Die vertragliche Passage, dass der Verlag Miturheber des Werkes wird, kann nur dann richtig sein, wenn ein gemeinsames Werk geschaffen wird und nicht die Software alleine gemeint ist. Dies könnte dann der Fall sein, wenn sie lediglich den Code, der Verlag aber andere Leistungen noch hinzugefügt hat.

Auch in diesem Fall müsste eine vertragliche Vereinbarung über den Ausschluss des Codes oder die Veröffentlichung des Codes ihrerseits im Vertrag enthalten sein. Ist sie dies nicht, dürfte eine weitere Nutzung des Codes durch sie möglich sein, sofern dadurch die Interessen des Verlages oder der Verlag selbst nicht geschädigt werden.

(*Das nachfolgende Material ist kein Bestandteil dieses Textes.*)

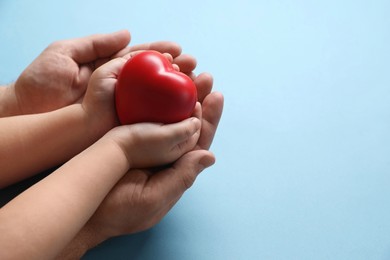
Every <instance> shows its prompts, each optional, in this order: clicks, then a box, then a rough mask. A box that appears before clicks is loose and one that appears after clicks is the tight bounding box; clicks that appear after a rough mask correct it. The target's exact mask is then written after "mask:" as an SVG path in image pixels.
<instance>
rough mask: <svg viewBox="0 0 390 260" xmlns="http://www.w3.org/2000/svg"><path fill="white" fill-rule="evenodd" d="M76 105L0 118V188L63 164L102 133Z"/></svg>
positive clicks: (96, 139) (84, 147) (91, 143)
mask: <svg viewBox="0 0 390 260" xmlns="http://www.w3.org/2000/svg"><path fill="white" fill-rule="evenodd" d="M98 129H99V127H98V125H97V124H96V123H95V122H94V120H93V119H91V118H90V117H87V116H86V113H85V112H84V111H83V108H82V106H81V105H80V104H77V105H72V106H68V107H65V108H62V109H59V110H55V111H53V112H48V113H42V114H34V115H23V116H16V117H7V118H0V169H1V170H0V188H1V187H5V186H7V185H9V184H12V183H15V182H17V181H19V180H22V179H25V178H27V177H30V176H31V175H33V174H36V173H39V172H40V171H43V170H45V169H48V168H50V167H53V166H56V165H58V164H61V163H63V162H64V161H66V160H68V159H69V158H71V157H73V156H74V155H75V154H77V153H79V152H80V151H82V150H83V149H85V148H86V147H88V146H89V145H90V144H92V143H93V142H95V141H96V140H97V139H98V138H99V137H100V136H102V135H103V134H104V133H101V132H99V131H98Z"/></svg>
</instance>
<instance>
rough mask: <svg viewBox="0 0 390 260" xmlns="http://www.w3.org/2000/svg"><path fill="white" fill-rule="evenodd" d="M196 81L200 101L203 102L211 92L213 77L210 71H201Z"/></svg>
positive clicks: (195, 85)
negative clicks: (202, 72) (199, 74)
mask: <svg viewBox="0 0 390 260" xmlns="http://www.w3.org/2000/svg"><path fill="white" fill-rule="evenodd" d="M194 83H195V86H196V89H197V92H198V101H199V102H201V103H202V102H203V100H204V98H205V97H206V96H207V95H208V94H210V92H211V89H212V87H213V77H212V76H211V75H210V74H209V73H201V74H200V75H199V76H197V77H196V78H195V80H194Z"/></svg>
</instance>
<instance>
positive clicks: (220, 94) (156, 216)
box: [0, 31, 223, 259]
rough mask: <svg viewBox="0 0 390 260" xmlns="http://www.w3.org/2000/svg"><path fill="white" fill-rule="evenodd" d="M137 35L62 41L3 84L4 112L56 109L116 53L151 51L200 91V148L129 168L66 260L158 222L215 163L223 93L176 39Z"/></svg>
mask: <svg viewBox="0 0 390 260" xmlns="http://www.w3.org/2000/svg"><path fill="white" fill-rule="evenodd" d="M129 40H130V35H129V33H128V32H127V31H120V32H116V33H113V34H107V35H93V36H89V37H85V38H80V39H74V40H67V41H60V42H56V43H54V44H52V45H50V46H49V47H48V48H47V49H46V50H45V51H44V52H43V53H42V54H41V55H40V56H39V57H38V58H37V59H36V60H35V61H34V62H33V63H32V64H31V65H30V66H29V67H28V68H27V69H26V70H25V71H24V72H23V73H22V75H21V76H20V77H19V78H18V80H17V81H16V82H15V84H11V85H10V86H8V87H7V88H1V89H0V90H1V91H0V100H1V104H2V106H1V107H0V116H3V117H4V116H12V115H20V114H30V113H41V112H49V111H53V110H56V109H59V108H62V107H64V106H68V105H72V104H73V105H74V104H79V103H81V102H82V101H83V100H84V95H85V92H86V89H87V83H88V81H89V80H90V76H91V74H92V72H93V71H94V69H96V68H98V67H100V66H101V65H102V64H105V63H106V62H107V61H109V60H111V59H113V58H116V57H122V56H126V55H128V54H129V53H130V52H138V51H140V50H149V49H152V50H157V51H159V52H162V53H168V54H170V55H169V56H171V57H172V62H173V63H174V64H176V65H177V69H178V68H180V70H181V71H182V72H184V73H186V74H187V75H189V76H190V77H191V78H192V79H193V80H194V82H195V84H196V86H197V88H198V96H199V102H200V103H202V114H203V118H202V119H201V122H202V124H201V131H200V137H199V140H198V142H197V144H196V146H195V148H193V149H192V150H191V151H189V152H187V153H185V154H184V155H183V156H182V157H180V158H179V159H178V160H177V161H176V162H174V164H172V165H171V166H170V167H168V168H166V167H165V168H160V169H159V170H156V168H153V169H142V170H140V169H132V170H130V171H128V172H127V173H126V174H125V175H124V176H123V177H122V178H121V179H120V180H119V181H118V182H117V183H116V184H115V186H114V187H113V188H112V189H111V191H110V192H109V193H108V195H107V196H106V197H105V199H104V200H103V201H102V203H101V204H100V206H99V208H98V210H97V211H96V212H95V214H94V215H93V216H92V217H91V218H90V219H89V221H88V222H87V223H86V224H85V225H84V226H83V228H81V227H80V228H81V230H80V231H79V232H78V233H77V235H75V237H74V238H73V240H71V241H70V242H69V243H68V246H67V247H66V248H65V249H64V250H63V251H62V254H61V255H60V256H59V258H61V259H74V258H77V257H80V256H81V255H83V254H84V253H85V252H86V250H88V249H90V248H92V247H94V246H95V245H97V244H98V243H100V242H102V241H104V240H105V239H107V238H110V237H112V236H117V235H121V234H129V233H134V232H138V231H140V230H144V229H147V228H149V227H151V226H153V225H154V224H155V223H157V222H158V221H160V220H161V218H162V217H163V216H164V215H165V214H166V213H167V212H168V211H169V209H170V208H171V207H172V206H173V205H174V204H175V203H176V201H177V200H178V199H179V198H180V196H181V195H182V194H183V193H184V191H185V190H186V189H188V188H189V187H190V186H191V185H192V183H193V182H194V181H195V178H196V176H197V175H198V174H199V173H200V172H201V171H202V170H203V169H204V168H206V167H208V166H210V165H212V164H213V163H214V160H215V158H214V156H213V155H212V153H210V152H208V151H207V149H208V148H209V146H210V145H211V142H212V139H213V137H214V134H215V131H216V128H217V126H218V122H219V119H220V117H221V114H222V108H223V96H222V95H221V94H220V93H211V89H212V77H211V76H210V75H209V74H206V73H204V74H200V75H199V76H195V74H194V73H193V72H192V71H193V70H194V69H195V67H196V61H195V59H194V58H193V57H191V56H189V55H183V54H181V48H180V46H179V45H177V44H175V43H171V42H156V43H148V44H142V45H137V46H132V47H126V45H127V44H128V42H129ZM45 66H46V67H45ZM42 68H46V69H42ZM48 77H53V78H55V79H56V84H52V82H53V81H51V80H47V79H48ZM28 97H34V98H28ZM56 98H58V99H57V100H56ZM37 100H39V102H37ZM114 121H115V120H114ZM114 121H112V122H114ZM114 124H115V123H114ZM151 173H154V174H153V175H151ZM131 194H137V196H131Z"/></svg>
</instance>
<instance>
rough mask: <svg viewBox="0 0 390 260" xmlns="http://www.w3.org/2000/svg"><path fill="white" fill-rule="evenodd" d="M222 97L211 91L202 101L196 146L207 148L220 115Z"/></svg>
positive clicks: (216, 92) (217, 93)
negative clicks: (201, 127) (197, 141)
mask: <svg viewBox="0 0 390 260" xmlns="http://www.w3.org/2000/svg"><path fill="white" fill-rule="evenodd" d="M223 103H224V98H223V95H222V94H221V93H218V92H213V93H211V94H209V95H207V96H206V98H205V99H204V101H203V103H202V129H201V132H200V137H199V140H198V144H197V148H198V149H206V150H208V149H209V148H210V146H211V143H212V141H213V139H214V136H215V132H216V131H217V127H218V124H219V121H220V119H221V116H222V110H223Z"/></svg>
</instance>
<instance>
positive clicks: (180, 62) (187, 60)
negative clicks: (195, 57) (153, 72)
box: [173, 54, 197, 73]
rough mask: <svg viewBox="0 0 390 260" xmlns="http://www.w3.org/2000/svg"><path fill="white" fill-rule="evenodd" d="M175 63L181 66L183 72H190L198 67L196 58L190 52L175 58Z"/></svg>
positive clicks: (183, 54)
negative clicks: (196, 64)
mask: <svg viewBox="0 0 390 260" xmlns="http://www.w3.org/2000/svg"><path fill="white" fill-rule="evenodd" d="M173 63H175V64H177V65H178V66H179V67H180V71H181V72H183V73H190V72H192V71H193V70H194V69H195V68H196V64H197V62H196V59H195V58H194V57H192V56H190V55H188V54H182V55H180V56H178V57H176V58H174V60H173Z"/></svg>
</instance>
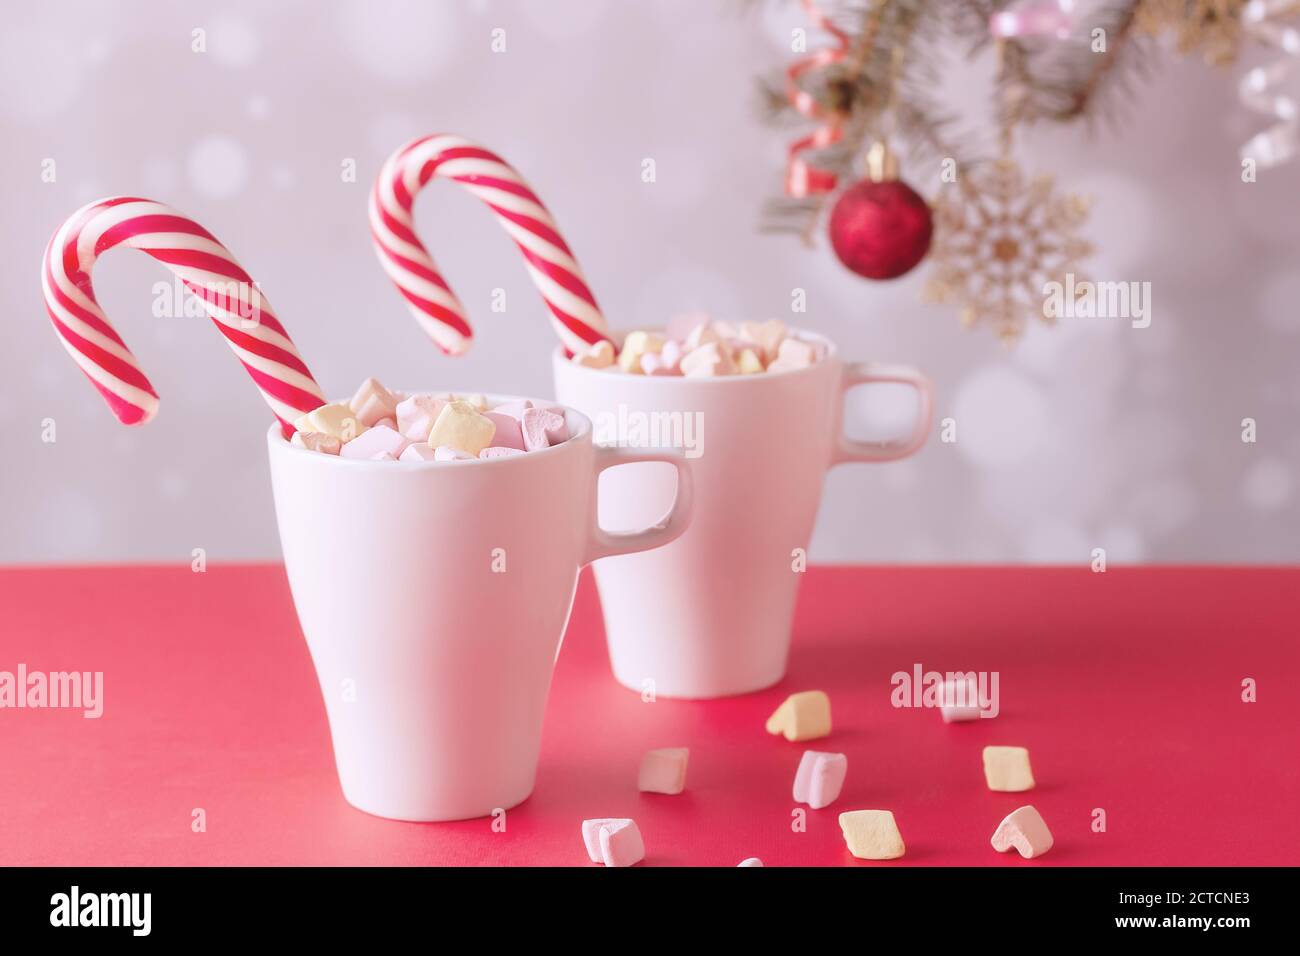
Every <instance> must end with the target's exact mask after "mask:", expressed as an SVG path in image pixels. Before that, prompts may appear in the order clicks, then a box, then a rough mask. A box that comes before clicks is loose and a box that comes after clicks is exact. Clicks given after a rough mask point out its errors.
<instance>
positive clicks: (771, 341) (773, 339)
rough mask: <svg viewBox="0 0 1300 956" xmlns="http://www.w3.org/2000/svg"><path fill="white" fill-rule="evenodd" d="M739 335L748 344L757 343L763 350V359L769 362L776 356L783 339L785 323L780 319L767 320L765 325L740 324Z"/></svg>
mask: <svg viewBox="0 0 1300 956" xmlns="http://www.w3.org/2000/svg"><path fill="white" fill-rule="evenodd" d="M740 334H742V336H744V337H745V338H748V339H749V341H750V342H757V343H758V345H759V346H761V347H762V350H763V358H764V359H767V360H768V362H771V360H772V359H775V358H776V356H777V354H779V351H780V347H781V341H783V339H784V338H785V323H783V321H781V320H780V319H768V320H767V321H766V323H741V324H740Z"/></svg>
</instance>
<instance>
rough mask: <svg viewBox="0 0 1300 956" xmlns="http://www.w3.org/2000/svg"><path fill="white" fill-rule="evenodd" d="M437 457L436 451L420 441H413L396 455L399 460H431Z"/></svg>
mask: <svg viewBox="0 0 1300 956" xmlns="http://www.w3.org/2000/svg"><path fill="white" fill-rule="evenodd" d="M435 458H437V451H435V450H434V449H432V447H429V446H428V445H425V444H424V442H422V441H413V442H411V444H409V445H407V446H406V449H403V450H402V454H400V455H398V460H399V462H433V460H435Z"/></svg>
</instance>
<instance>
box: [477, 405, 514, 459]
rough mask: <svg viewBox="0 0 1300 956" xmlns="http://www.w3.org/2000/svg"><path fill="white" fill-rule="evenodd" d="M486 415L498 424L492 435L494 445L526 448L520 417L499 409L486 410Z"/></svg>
mask: <svg viewBox="0 0 1300 956" xmlns="http://www.w3.org/2000/svg"><path fill="white" fill-rule="evenodd" d="M484 415H485V416H486V418H487V419H490V420H491V423H493V424H494V425H497V431H495V432H493V436H491V446H493V447H507V449H519V450H520V451H523V450H524V432H523V427H521V424H520V421H519V419H516V418H515V416H513V415H506V414H502V412H499V411H485V412H484Z"/></svg>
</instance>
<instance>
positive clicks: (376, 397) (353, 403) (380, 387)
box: [348, 378, 398, 425]
mask: <svg viewBox="0 0 1300 956" xmlns="http://www.w3.org/2000/svg"><path fill="white" fill-rule="evenodd" d="M348 406H350V407H351V408H352V411H354V412H355V414H356V420H357V421H360V423H361V424H363V425H373V424H376V423H377V421H380V420H381V419H389V418H393V415H394V412H395V410H396V407H398V399H396V397H395V395H394V394H393V393H391V392H389V390H387V389H386V388H383V386H382V385H381V384H380V381H378V378H367V380H365V381H364V382H361V388H359V389H357V390H356V394H355V395H352V401H351V402H348Z"/></svg>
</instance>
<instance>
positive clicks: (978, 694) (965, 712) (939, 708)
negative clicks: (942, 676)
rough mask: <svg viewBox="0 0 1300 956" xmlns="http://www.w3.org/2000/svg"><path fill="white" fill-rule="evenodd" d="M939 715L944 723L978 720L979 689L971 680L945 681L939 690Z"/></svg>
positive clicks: (953, 680) (973, 682)
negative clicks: (941, 717) (939, 694)
mask: <svg viewBox="0 0 1300 956" xmlns="http://www.w3.org/2000/svg"><path fill="white" fill-rule="evenodd" d="M939 713H940V714H943V715H944V723H952V722H953V721H978V719H979V713H980V710H979V688H978V687H976V685H975V682H974V680H971V679H969V678H967V679H966V680H945V682H944V685H943V687H941V688H940V697H939Z"/></svg>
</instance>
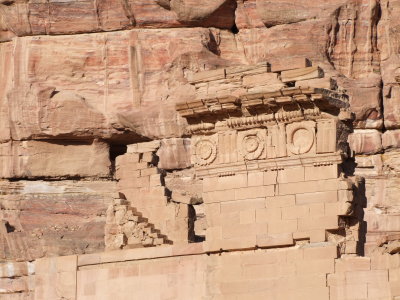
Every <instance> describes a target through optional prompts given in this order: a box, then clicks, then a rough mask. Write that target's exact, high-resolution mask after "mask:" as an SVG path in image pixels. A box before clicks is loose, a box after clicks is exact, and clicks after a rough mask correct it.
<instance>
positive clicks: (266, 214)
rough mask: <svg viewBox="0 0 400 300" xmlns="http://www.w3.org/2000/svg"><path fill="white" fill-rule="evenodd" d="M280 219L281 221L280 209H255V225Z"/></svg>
mask: <svg viewBox="0 0 400 300" xmlns="http://www.w3.org/2000/svg"><path fill="white" fill-rule="evenodd" d="M281 219H282V211H281V208H280V207H273V208H258V209H256V222H257V223H266V222H271V221H279V220H281Z"/></svg>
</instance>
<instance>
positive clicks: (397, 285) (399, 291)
mask: <svg viewBox="0 0 400 300" xmlns="http://www.w3.org/2000/svg"><path fill="white" fill-rule="evenodd" d="M389 284H390V294H391V296H392V297H399V296H400V281H391V282H390V283H389ZM394 299H396V298H394Z"/></svg>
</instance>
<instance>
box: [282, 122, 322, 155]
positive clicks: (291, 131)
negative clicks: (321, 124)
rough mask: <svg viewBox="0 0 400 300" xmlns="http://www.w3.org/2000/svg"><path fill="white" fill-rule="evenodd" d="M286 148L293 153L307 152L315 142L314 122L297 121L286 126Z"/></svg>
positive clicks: (290, 151) (307, 152) (296, 153)
mask: <svg viewBox="0 0 400 300" xmlns="http://www.w3.org/2000/svg"><path fill="white" fill-rule="evenodd" d="M286 136H287V146H288V150H289V151H290V152H291V153H292V154H295V155H299V154H304V153H308V152H309V151H310V150H311V148H312V146H313V145H314V144H315V122H312V121H307V122H299V123H293V124H289V125H288V126H287V127H286Z"/></svg>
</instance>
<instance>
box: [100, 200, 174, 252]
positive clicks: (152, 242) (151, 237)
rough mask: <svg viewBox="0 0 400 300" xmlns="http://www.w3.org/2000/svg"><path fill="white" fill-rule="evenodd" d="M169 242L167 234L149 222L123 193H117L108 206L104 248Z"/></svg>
mask: <svg viewBox="0 0 400 300" xmlns="http://www.w3.org/2000/svg"><path fill="white" fill-rule="evenodd" d="M170 243H171V242H170V241H169V240H168V238H167V236H166V235H164V234H161V232H160V230H158V229H156V228H155V227H154V224H151V223H149V222H148V219H147V218H144V217H143V216H142V213H140V212H138V211H137V209H136V208H134V207H132V206H131V205H130V203H129V201H127V200H126V199H125V198H124V197H123V195H121V194H119V196H118V197H116V198H115V199H114V201H113V204H111V205H110V206H109V207H108V209H107V221H106V226H105V245H106V250H115V249H130V248H141V247H155V246H160V245H163V244H170Z"/></svg>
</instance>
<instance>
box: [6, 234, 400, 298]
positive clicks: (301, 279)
mask: <svg viewBox="0 0 400 300" xmlns="http://www.w3.org/2000/svg"><path fill="white" fill-rule="evenodd" d="M35 265H36V275H35V283H36V285H35V290H34V296H35V297H34V298H30V299H36V300H43V299H69V300H89V299H93V300H94V299H96V300H103V299H104V300H108V299H118V300H125V299H126V300H128V299H129V300H131V299H246V300H247V299H274V300H275V299H284V300H289V299H316V300H317V299H318V300H321V299H322V300H324V299H334V300H344V299H348V300H354V299H374V300H383V299H385V300H389V299H397V297H400V290H399V286H400V285H399V283H400V254H395V255H390V254H387V253H386V254H382V253H375V254H374V255H373V256H371V257H357V256H350V255H345V256H343V257H341V258H339V257H338V248H337V246H336V245H335V244H334V243H331V242H322V243H310V244H305V245H301V246H300V245H297V246H294V247H284V248H275V249H251V250H238V251H230V252H221V253H206V252H204V245H203V243H197V244H191V245H188V246H163V247H154V248H147V249H131V250H120V251H111V252H105V253H99V254H88V255H79V256H69V257H60V258H46V259H40V260H38V261H37V262H36V263H35ZM5 299H7V298H5ZM9 299H18V298H9ZM27 299H28V298H27Z"/></svg>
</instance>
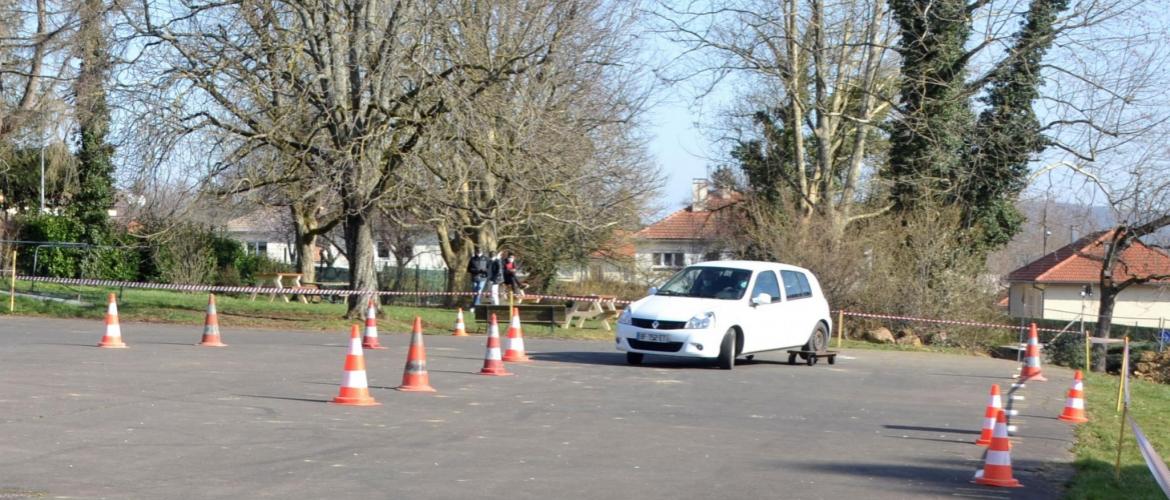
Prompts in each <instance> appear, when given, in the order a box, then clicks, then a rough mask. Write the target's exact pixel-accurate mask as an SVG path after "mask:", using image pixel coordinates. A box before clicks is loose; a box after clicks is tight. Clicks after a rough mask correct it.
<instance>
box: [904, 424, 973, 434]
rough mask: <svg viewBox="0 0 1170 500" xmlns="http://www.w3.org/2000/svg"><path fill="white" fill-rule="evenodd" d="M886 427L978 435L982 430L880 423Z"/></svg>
mask: <svg viewBox="0 0 1170 500" xmlns="http://www.w3.org/2000/svg"><path fill="white" fill-rule="evenodd" d="M882 427H886V429H895V430H899V431H922V432H944V433H949V434H975V436H978V434H979V433H980V432H982V431H964V430H962V429H950V427H922V426H917V425H889V424H887V425H882Z"/></svg>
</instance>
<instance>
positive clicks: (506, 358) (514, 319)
mask: <svg viewBox="0 0 1170 500" xmlns="http://www.w3.org/2000/svg"><path fill="white" fill-rule="evenodd" d="M507 345H508V349H505V350H504V356H503V361H505V362H508V363H526V362H529V361H531V359H529V358H528V354H526V352H524V331H523V330H521V327H519V313H518V311H517V310H515V309H512V317H511V324H510V326H509V327H508V340H507Z"/></svg>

Gerne stehe ich Ihnen weiterhin zur Verfügung und hoffe, Ihnen zunächst hilfreich geantwortet zu haben und freue mich über Ihre Akzeptierung.

Viele Grüße
Kunde: hat geantwortet vor 5 Jahren.
Vielen Dank für Ihre Antwort!

Es kann nicht geleugnet werden, dass durch die Veröffentlichung des Source Codes unter einer Open Source Lizenz eine Schädigung des Verlages theoretisch möglich wäre, da potentielle Kunden ja dann auch kostenfrei die Software nutzen könnten und annähernd die gleichen Funktionen erhalten würden (außer z.B. Bilddateien, die vom Verlag hinzugefügt wurden).

Wie sind diese Zusammenhänge zu bewerten, wenn die Verkaufsergebnisse weit hinter den erwarteten Ergebnisse zurück bleiben?